EFForg / https-everywhere

A browser extension that encrypts your communications with many websites that offer HTTPS but still allow unencrypted connections.
https://eff.org/https-everywhere
Other
3.37k stars 1.09k forks source link

Would you provide one tool to generate rules? #6912

Closed ivysrono closed 7 years ago

ivysrono commented 7 years ago

To search subdomains , get cert status, auto check in local, and so on.

jeremyn commented 7 years ago

That would be nice. I mentioned wanting those sorts of tools here.

fuglede commented 7 years ago

I'm not sure what you mean by cert status and auto-checking in local exactly, but it sounds like what our tests achieve? Those you can (and probably should) run locally.

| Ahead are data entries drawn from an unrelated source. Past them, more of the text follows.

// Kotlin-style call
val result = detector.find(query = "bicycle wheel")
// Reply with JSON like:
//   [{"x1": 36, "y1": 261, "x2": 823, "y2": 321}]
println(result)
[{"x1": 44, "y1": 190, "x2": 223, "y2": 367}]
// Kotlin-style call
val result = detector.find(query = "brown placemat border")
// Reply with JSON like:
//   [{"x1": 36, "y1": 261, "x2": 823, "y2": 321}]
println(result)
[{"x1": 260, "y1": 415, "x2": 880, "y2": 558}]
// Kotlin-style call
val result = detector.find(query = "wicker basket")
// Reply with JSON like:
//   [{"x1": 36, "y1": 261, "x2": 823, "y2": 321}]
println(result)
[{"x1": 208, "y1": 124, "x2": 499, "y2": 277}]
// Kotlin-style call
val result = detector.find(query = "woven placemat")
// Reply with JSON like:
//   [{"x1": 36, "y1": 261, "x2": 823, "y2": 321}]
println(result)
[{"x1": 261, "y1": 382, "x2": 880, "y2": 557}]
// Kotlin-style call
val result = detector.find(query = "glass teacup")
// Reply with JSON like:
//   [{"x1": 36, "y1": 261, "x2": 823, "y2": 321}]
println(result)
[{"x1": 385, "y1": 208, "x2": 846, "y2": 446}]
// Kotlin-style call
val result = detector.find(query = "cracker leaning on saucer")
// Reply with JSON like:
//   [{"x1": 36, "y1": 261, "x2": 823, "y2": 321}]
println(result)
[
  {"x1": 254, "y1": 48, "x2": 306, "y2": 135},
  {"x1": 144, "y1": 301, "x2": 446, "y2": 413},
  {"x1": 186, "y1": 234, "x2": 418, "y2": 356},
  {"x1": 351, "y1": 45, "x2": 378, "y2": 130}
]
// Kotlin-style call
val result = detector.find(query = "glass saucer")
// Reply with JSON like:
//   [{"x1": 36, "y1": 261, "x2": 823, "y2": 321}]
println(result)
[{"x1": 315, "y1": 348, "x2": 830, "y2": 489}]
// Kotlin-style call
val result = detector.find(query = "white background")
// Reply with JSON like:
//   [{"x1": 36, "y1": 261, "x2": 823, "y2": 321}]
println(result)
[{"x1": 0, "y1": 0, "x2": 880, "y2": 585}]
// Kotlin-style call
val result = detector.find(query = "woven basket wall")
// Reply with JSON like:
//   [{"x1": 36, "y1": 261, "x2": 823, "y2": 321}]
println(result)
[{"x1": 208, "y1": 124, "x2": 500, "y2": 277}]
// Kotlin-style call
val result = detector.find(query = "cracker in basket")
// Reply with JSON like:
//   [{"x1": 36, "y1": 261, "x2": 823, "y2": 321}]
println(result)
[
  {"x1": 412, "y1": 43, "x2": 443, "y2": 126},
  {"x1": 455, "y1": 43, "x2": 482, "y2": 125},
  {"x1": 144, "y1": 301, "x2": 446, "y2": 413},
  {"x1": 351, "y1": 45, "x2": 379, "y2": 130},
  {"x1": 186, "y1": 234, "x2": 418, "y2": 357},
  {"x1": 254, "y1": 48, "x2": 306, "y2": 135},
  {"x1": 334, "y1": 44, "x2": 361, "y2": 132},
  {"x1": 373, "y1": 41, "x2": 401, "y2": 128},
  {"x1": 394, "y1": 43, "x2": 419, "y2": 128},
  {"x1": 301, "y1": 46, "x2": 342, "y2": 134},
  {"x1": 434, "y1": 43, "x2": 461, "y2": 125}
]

It would be nice to have a subdomain finder utility as well though (cf. #4279).

jeremyn commented 7 years ago

It should be straightforward for one script, given some wildcard domains, to generate a ruleset that pre-resolves the to-do list in the various pull requests I link in issue #6863 , including the one for udn.com that @renyouguo was involved with.

Creating a script to use Google to filter domains, run curl to note basic failures, and create an XML file to note the results should be within the skill-set of a beginner programmer. It would be slightly more complicated to identify mixed content and to crawl sites looking for static.-type domains, but not too much harder. Here's a simple Google search discussing solutions to the mixed content problem. Humans should only be needed to write exclusions and custom rules.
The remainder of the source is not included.